Things I wish the author had discussed more:

INFLATION. Given that the average age of millionaires is 57, and most are acquiring this fortune over a thirty to fifty year period, I don’t think Stanley has enough to say about the affect of inflation or how that might alter the future number of millionaires. In fact, I don’t recall him mentioning inflation at all. The woman who buys a house at the age of 21 could be a millionaire by 70 based almost exclusively on the increase in the value of her house. Millionaires are only 3.5% of the total population, but what percentage of the population over 50 are they?

CHARITY. How much do millionaires give to charity, on average, compared to others as a percentage of income? How does giving to charity affect the ability to accumulate wealth? He only briefly mentions charity, admitting that children of PAWs who receive EOC do tend to give more to charity than those who do not receive EOC.
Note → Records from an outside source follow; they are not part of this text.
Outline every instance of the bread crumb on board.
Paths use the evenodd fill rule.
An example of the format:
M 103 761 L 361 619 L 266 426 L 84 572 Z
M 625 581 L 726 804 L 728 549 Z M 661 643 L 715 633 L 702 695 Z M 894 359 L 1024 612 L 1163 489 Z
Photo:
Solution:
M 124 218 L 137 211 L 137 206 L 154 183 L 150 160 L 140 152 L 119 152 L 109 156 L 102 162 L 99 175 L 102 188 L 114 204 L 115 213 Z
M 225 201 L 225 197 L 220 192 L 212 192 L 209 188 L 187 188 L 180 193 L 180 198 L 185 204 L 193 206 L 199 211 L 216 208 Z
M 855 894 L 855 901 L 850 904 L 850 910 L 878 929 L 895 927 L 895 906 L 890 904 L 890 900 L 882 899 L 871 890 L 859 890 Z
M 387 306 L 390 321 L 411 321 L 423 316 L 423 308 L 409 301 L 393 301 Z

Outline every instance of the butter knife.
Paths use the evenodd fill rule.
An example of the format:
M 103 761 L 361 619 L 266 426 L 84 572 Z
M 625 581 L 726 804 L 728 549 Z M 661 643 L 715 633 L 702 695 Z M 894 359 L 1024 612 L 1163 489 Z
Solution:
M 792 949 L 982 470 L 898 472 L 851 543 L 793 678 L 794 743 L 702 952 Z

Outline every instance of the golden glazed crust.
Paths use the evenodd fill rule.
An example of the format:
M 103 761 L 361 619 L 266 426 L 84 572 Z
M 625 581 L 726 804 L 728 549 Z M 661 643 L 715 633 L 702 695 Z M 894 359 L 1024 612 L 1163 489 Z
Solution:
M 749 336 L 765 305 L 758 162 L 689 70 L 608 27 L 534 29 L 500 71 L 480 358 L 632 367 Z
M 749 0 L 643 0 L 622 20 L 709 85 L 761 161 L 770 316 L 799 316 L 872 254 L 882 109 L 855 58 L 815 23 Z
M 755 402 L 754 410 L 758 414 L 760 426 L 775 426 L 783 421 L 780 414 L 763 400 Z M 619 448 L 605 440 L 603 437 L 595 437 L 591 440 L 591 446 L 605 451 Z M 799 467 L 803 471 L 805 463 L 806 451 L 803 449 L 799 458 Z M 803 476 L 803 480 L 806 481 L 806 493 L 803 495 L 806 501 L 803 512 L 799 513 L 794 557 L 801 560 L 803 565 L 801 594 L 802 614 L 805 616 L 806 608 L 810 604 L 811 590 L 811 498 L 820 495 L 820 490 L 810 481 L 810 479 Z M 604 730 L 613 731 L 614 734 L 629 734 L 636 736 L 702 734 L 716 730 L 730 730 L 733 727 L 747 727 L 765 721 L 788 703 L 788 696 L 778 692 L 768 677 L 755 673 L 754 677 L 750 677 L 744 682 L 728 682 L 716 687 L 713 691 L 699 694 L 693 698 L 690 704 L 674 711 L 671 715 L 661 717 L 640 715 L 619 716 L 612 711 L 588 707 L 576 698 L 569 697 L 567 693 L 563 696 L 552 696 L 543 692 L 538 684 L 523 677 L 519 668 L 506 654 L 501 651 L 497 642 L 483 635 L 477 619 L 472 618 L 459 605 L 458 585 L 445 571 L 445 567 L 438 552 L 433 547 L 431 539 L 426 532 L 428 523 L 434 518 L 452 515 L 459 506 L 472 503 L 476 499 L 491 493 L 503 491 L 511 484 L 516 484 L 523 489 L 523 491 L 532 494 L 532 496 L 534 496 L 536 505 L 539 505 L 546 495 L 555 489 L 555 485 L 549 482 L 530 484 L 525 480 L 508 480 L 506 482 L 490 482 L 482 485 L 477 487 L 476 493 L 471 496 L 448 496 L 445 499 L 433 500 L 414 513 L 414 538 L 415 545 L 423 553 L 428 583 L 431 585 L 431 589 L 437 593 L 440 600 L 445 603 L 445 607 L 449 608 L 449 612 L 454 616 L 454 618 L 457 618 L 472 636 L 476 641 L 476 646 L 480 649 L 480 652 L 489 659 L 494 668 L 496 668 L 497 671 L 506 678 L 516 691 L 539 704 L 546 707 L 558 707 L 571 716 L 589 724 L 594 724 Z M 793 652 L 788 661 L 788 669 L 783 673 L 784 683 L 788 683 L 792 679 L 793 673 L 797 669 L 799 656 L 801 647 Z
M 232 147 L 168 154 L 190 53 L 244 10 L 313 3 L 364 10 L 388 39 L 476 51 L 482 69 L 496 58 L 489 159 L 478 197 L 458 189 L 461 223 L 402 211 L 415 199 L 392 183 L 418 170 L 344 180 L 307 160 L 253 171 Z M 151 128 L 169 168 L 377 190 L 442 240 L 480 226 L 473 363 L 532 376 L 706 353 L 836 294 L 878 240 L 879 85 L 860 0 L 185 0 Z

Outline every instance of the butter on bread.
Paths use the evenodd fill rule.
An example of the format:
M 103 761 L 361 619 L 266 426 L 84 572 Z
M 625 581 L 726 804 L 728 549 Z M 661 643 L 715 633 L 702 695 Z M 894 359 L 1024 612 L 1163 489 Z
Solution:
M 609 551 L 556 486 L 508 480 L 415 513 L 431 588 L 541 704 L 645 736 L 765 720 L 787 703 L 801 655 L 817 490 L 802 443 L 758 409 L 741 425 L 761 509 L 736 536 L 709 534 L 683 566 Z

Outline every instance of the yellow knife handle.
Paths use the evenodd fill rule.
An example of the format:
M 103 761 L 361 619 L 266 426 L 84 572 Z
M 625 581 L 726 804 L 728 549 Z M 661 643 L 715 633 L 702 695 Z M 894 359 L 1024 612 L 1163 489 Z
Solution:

THE EFFECTS OF SHIFTING GENERATIONAL VALUES ON WEALTH ACCUMULATION. For Stanley, under accumulation of wealth largely accounts for the fact that few of the children and grandchildren of millionaires become millionaires themselves. Stanley says, basically, that the hard-working and frugal ethos of self-made millionaire parents is lost as their children and grandchildren become increasingly “Americanized” and thus become status-conscious, materialistic, undisciplined consumers. I’m not ruling out that possibility. I’m sure it’s true for some, perhaps many. But I think there’s another possibility. Maybe some of the children and grandchildren of millionaires simply have competing values that, while different, are quite possibly also good values.
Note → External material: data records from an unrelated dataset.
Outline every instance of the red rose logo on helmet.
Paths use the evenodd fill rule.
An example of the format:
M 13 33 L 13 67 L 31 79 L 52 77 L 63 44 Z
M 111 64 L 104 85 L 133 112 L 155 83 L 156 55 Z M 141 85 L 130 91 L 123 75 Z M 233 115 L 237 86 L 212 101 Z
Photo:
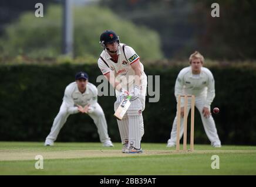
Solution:
M 122 63 L 122 65 L 127 65 L 127 62 L 125 60 L 124 60 L 124 61 L 123 61 L 123 62 Z

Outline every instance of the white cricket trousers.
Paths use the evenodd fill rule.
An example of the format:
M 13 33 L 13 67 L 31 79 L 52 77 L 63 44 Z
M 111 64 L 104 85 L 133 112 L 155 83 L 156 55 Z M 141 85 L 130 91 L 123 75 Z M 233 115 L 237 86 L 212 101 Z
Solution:
M 55 141 L 59 134 L 59 131 L 66 122 L 68 117 L 70 115 L 68 112 L 68 108 L 64 102 L 60 106 L 59 113 L 53 121 L 53 124 L 50 129 L 50 133 L 46 137 L 46 140 Z M 95 109 L 93 112 L 88 113 L 97 129 L 97 132 L 100 137 L 100 142 L 104 143 L 110 140 L 110 138 L 107 134 L 107 126 L 103 110 L 98 103 L 95 104 Z
M 183 98 L 181 98 L 181 99 Z M 221 142 L 220 138 L 218 137 L 217 129 L 215 124 L 214 120 L 211 115 L 209 117 L 205 117 L 203 113 L 203 108 L 204 108 L 204 101 L 205 101 L 204 98 L 202 97 L 196 97 L 195 99 L 195 108 L 197 108 L 197 109 L 200 111 L 201 119 L 202 120 L 203 124 L 204 126 L 204 130 L 206 133 L 206 135 L 211 141 L 211 144 L 213 145 L 213 144 L 221 144 Z M 190 98 L 188 98 L 188 108 L 187 108 L 187 117 L 188 115 L 188 112 L 191 109 L 191 100 Z M 209 109 L 210 110 L 210 109 Z M 176 144 L 176 137 L 177 137 L 177 114 L 175 117 L 174 120 L 173 124 L 173 128 L 171 132 L 171 142 L 173 144 Z M 183 121 L 184 117 L 181 117 L 180 120 L 180 138 L 181 138 L 181 137 L 183 134 Z M 190 124 L 187 123 L 187 127 L 190 127 Z M 195 126 L 195 129 L 196 126 Z

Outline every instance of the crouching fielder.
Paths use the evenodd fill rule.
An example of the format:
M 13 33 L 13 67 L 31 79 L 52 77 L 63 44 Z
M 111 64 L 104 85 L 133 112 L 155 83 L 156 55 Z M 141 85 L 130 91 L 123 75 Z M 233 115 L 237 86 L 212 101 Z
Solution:
M 113 147 L 107 134 L 107 123 L 103 111 L 97 102 L 97 89 L 88 82 L 88 75 L 84 72 L 76 74 L 76 82 L 66 86 L 59 113 L 53 121 L 50 134 L 45 146 L 53 146 L 53 142 L 70 115 L 79 112 L 87 113 L 97 128 L 100 141 L 105 147 Z
M 119 37 L 112 30 L 106 30 L 100 36 L 100 43 L 103 48 L 98 60 L 102 74 L 115 88 L 116 110 L 123 98 L 132 96 L 131 105 L 117 124 L 123 144 L 122 153 L 142 152 L 140 141 L 144 134 L 142 112 L 145 108 L 147 76 L 143 64 L 134 50 L 120 43 Z
M 177 101 L 179 95 L 195 95 L 195 106 L 201 115 L 204 130 L 211 144 L 214 147 L 220 147 L 214 120 L 210 112 L 211 103 L 215 97 L 214 79 L 211 71 L 203 67 L 204 58 L 198 52 L 192 54 L 189 61 L 190 66 L 180 71 L 175 84 L 175 96 Z M 183 133 L 184 101 L 181 101 L 180 138 Z M 188 99 L 188 111 L 191 108 L 191 101 Z M 188 112 L 187 113 L 188 115 Z M 185 117 L 187 117 L 186 116 Z M 177 136 L 177 115 L 173 122 L 171 137 L 167 141 L 167 147 L 176 144 Z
The reality is that life is full of competing goods. Unfortunately, we can’t fully realize all goods simultaneously. Being at home for your kids is a good; but being able to one day pay for their college tuition so they can have a debt-free start in life is also a good. Few mothers can realize both goods. Supporting your child’s love for music by getting him an expensive instrument and private lessons so he can grow as musicians and explore his talent is a good; but having financial independence in old age so your kids don’t have to support you financially is also a good. Having more money than you need in the bank, in case you one day do need it, is a good. But paying a babysitter so you can experience regular, marriage-building date nights with your husband is also a good. We sometimes have to choose between two good things. And which goods we choose may depend more on our personalities and preferences, on our individual fears and hopes, than on our moral fortitude. Stanley’s assumptions about why millionaire kids do not become millionaires are a bit harsh. Some of these “kids” no doubt are irresponsible spendthrifts, but perhaps others are saving *enough* to meet their own personal, long-term life goals and are realizing other positive values instead of wealth accumulation. I may be wrong about this, but it’s not even a possibility Stanley explores.

One final note - this book should be read in conjunction with The Cheapskate Next Door.